In short, we believe the decade-plus long era of growth stocks outperforming value (driven by low interest rates) is now officially over.
We’ll have more to say on the “growth” part of it in a moment, but this chart beautifully illustrates just how early into this shift we really are.
Considering just how out of whack the growth portion of this cycle was, it’s not unreasonable to say we’re in for a decade of value.
ALL THINGS TRANSITORY…
Feels like a lifetime ago, when — back in February 2020 — we started warning that lockdowns will bring about inflation and shortages. Fast forward to today, and this pesky stuff is now part of our daily lives. We recently set up a dedicated inflation channel in our Insider private forum, where members can share their own experiences with all things “transitory”.
You might want to stock up on wine. Member Andrew reports:
Just caught up with a pal who is a wine producer here in Portugal.
He has tons of wine, enormous demand, staff waiting to work, but cannot get wine bottles or labels!
The biggest bottle supplier in Europe is in Portugal, they can produce regular green colored bottles but cannot get the ingredients that make clear glass bottles.
Why?

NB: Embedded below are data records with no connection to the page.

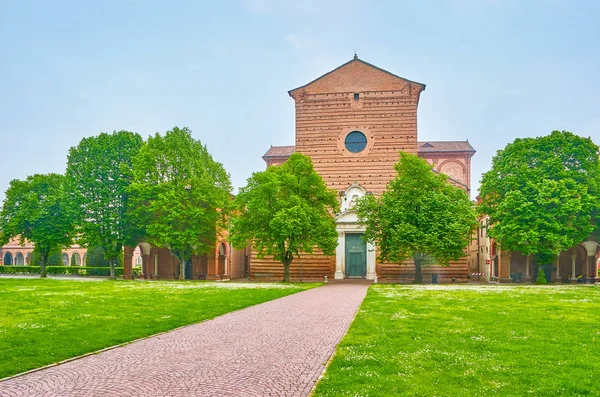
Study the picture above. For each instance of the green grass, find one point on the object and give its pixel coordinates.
(470, 341)
(46, 321)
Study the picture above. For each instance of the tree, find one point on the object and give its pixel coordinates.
(36, 210)
(542, 194)
(182, 196)
(99, 174)
(419, 216)
(286, 210)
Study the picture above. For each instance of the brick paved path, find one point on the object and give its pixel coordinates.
(277, 348)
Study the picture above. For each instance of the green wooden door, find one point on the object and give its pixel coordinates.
(356, 256)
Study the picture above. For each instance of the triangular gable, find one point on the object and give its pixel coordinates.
(356, 75)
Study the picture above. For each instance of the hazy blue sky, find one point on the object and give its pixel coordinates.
(495, 70)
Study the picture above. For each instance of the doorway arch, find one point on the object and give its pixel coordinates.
(222, 260)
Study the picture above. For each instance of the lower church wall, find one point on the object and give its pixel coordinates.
(309, 267)
(405, 273)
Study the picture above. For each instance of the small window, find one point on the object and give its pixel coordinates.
(355, 142)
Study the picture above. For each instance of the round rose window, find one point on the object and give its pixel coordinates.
(355, 142)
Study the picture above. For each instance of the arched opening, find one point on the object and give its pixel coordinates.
(494, 263)
(137, 257)
(222, 259)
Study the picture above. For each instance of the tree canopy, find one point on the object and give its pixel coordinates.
(99, 174)
(181, 195)
(36, 210)
(542, 194)
(420, 215)
(286, 210)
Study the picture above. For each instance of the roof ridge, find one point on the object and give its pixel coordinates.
(355, 59)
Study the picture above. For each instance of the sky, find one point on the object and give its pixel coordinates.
(495, 70)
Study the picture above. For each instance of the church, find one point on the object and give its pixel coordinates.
(352, 122)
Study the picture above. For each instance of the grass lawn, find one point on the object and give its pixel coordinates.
(470, 341)
(45, 321)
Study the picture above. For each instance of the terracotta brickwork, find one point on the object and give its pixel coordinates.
(14, 253)
(358, 96)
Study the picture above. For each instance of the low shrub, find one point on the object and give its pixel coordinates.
(9, 269)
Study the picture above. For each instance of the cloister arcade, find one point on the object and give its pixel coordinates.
(159, 263)
(16, 254)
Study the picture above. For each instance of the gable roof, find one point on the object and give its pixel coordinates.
(280, 151)
(445, 146)
(355, 59)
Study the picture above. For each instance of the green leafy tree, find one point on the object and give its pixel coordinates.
(36, 210)
(286, 210)
(542, 194)
(419, 216)
(99, 174)
(182, 196)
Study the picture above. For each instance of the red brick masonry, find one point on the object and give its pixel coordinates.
(277, 348)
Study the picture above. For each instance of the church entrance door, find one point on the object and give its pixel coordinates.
(356, 255)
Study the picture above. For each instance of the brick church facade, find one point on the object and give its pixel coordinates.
(352, 122)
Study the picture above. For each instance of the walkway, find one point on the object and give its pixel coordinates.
(277, 348)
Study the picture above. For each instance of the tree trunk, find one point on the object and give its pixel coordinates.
(181, 269)
(43, 266)
(112, 268)
(418, 276)
(287, 260)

UKRAINE! of course.
And if you thought double-digit annual increases we’re seeing across the board are wild, how about hyperinflation in cardboard, courtesy of member Sean:
For example, the price of cardboard boxes has been increasing 15% a month every month for almost a year, and pallets are getting increasingly more expensive now too.
We always try and look at cheaper options for our clients, but it just seems impossible to find any nowadays.
But hey, a little sympathy please for the pointy shoes who never saw all this coming.
OLD DNA, NEW DNA
Let’s now turn to a handful of popular buzzwords. You’ve probably heard them recently:
Growth, accelerated tech, exponential growth, logarithmic growth, exponential logarithmic growth
You’ll notice that they’re all variations of “this time it’s different,” and they are always followed with outrageous suggestions and positioning. Case in point:
In any decent craze one psychological element is elevated: if you don’t “get it,” you are demonized. You can sit there all day long and ask the question, “how is a JPEG of a monkey not worth… well, nothing?” And you’ll be told that you don’t get it. Here, in Cathie’s words, you are “old DNA” and “stuck in the past.”
We humans are social creatures, and nobody wants to be old or stuck in the past. You’re not with the in-crowd. Who wants that?
Let’s check in on Cathie’s “new DNA,” shall we?
Cathie Wood makes the exact same mistakes investors made en-masse during the dot-com bubble. Technology can, will, and has changed society. But it doesn’t change the laws of economics. This reality is already becoming apparent in her returns, but there is still a long way to go.